Tuesday, February 2, 2010

Eight Hours of Fame


591 Photography Blog published seven of my "A Few Days One Summer" photos with a brief essay yesterday. Psyched. I am always happy whenever anyone is nice to me. 591 always makes me happy. Check it (and me) out!

I just spared you a long diatribe on "happy" with one stroke of the "delete" button. Now you are happier, too. Trust me.

Ground Hog Day. Something about it has given me the creeps since I was a child. A smiling man in a top hat holding a giant rodent in front of a crowd always seemed more than a little nightmarish. I like knowing that today is the midpoint between winter and spring. There is something in that. Perhaps a celebration of sorts is called for, but they need to stop with the other thing.

And since I'm at it, ventriloquists should stop it, too.


Monday, February 1, 2010

"Is there really a leap year?"


Still sick, but getting better, weak but restless, I decided to see "Crazy Heart" last night. I was prepared for a typically romantic story about a loser whose tremendous talents make his foibles an adjutant to his accomplishments. I was terribly wrong.

I stood in line outside the box office in front of a mother and her teenage daughter, and I couldn't help but overhear their conversation as they discussed which movie to see. I was startled when the daughter asked, "Is there really such a thing as a leap year?" a question, I presumed, brought about by the movie of that name. Then her mother said something about "It's Complicated," to which the daughter replied, "I don't like old people." And of course she is typical of a generation taught by the Disney Channel that parents are buffoons in need of correction by children and by the news that old people are all dangerous criminals in search of young victims. "Jesus Christ," I thought, "I should have stayed on the couch." But just then an old man at the head of the line cried out to someone, "What's it called? That's right, that's right." Then gruffly funny, "I keep thinking The Incredibles", he said, moving in that arthritically abbreviated way old men have as they pat around their pockets in a quick panic for something they fear they've misplaced. People all around smiled and chuckled to one another, and a fellow in line ahead of me, a man in his late forties, said, "I'm not going to laugh, I'm not that far from it myself." But he was chuckling as he said it.

We all think we're far enough from it.

I won't tell you about the movie. Rather, I'll simply warn you. The movie will not make you feel better about anything. Jeff Bridges deserves every award they give for acting this year, but it won't make you feel good. He is brilliant, but you will never look at him in the same way again. If you've ever made a mistake in your life that has cost you something you didn't want to lose, you'll live with it front and center for a long while after the end of the movie. Really. It's that bad.
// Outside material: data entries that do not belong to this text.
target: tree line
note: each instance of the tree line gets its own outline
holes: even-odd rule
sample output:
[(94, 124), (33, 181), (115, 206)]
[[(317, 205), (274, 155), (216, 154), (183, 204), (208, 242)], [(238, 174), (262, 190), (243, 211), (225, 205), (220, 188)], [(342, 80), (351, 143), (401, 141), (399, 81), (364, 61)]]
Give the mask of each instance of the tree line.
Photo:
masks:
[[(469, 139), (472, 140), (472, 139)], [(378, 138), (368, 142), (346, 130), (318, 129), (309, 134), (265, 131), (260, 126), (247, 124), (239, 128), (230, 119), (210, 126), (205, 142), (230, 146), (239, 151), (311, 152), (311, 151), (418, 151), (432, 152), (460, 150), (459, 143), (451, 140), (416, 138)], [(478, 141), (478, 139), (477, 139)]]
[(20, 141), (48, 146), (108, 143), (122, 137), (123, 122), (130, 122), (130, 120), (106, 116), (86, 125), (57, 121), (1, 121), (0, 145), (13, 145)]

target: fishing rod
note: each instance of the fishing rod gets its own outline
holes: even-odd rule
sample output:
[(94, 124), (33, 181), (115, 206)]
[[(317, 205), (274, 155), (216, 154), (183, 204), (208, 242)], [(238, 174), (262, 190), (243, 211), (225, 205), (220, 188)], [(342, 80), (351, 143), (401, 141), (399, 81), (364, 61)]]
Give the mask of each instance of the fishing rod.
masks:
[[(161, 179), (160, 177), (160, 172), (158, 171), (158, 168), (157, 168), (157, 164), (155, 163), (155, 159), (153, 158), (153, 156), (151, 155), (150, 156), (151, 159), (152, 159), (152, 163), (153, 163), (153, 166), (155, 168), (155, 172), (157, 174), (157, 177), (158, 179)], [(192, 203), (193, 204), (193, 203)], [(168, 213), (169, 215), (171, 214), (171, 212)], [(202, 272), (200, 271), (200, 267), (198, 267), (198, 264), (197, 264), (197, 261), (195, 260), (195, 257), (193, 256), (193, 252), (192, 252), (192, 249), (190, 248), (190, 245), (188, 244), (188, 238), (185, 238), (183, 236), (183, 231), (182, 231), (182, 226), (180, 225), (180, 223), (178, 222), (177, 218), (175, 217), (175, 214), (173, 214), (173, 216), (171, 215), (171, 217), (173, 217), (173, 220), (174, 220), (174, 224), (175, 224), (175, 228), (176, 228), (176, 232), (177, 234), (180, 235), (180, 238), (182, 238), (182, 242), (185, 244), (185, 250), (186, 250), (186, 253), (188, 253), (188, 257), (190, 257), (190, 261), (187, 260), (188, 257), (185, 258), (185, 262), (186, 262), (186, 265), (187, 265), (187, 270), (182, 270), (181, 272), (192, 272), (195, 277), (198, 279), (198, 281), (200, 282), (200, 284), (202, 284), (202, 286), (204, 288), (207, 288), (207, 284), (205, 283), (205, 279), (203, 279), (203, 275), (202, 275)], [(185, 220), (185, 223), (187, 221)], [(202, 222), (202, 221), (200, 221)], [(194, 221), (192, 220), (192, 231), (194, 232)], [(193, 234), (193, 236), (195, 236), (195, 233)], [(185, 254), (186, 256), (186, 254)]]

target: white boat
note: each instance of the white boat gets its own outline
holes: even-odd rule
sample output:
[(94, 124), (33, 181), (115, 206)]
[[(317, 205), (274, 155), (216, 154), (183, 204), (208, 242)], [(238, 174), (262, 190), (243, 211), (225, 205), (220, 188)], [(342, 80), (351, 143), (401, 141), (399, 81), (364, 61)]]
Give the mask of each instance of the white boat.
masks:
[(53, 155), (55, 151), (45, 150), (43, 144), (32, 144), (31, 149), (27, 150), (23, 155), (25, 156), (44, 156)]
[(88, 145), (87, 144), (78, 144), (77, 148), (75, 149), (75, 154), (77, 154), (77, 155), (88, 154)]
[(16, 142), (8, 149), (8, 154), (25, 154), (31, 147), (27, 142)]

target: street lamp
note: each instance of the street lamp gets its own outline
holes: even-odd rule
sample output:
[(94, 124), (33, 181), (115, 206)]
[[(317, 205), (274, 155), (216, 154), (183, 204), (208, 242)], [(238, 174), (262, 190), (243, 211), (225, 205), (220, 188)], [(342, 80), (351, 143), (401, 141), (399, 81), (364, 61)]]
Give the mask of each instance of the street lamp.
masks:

The trailer for the film ends with Robert Duval's character opining, "It's never too late, son. It's never too late." But the statement is enigmatic, and the implications are haunting.

See the film, by all means, but don't say I didn't warn you. I'm pretty sure you won't have to stand in line in front of a teenager who is not certain what leap year is proclaiming, "I don't like old people." But I can't guarantee it.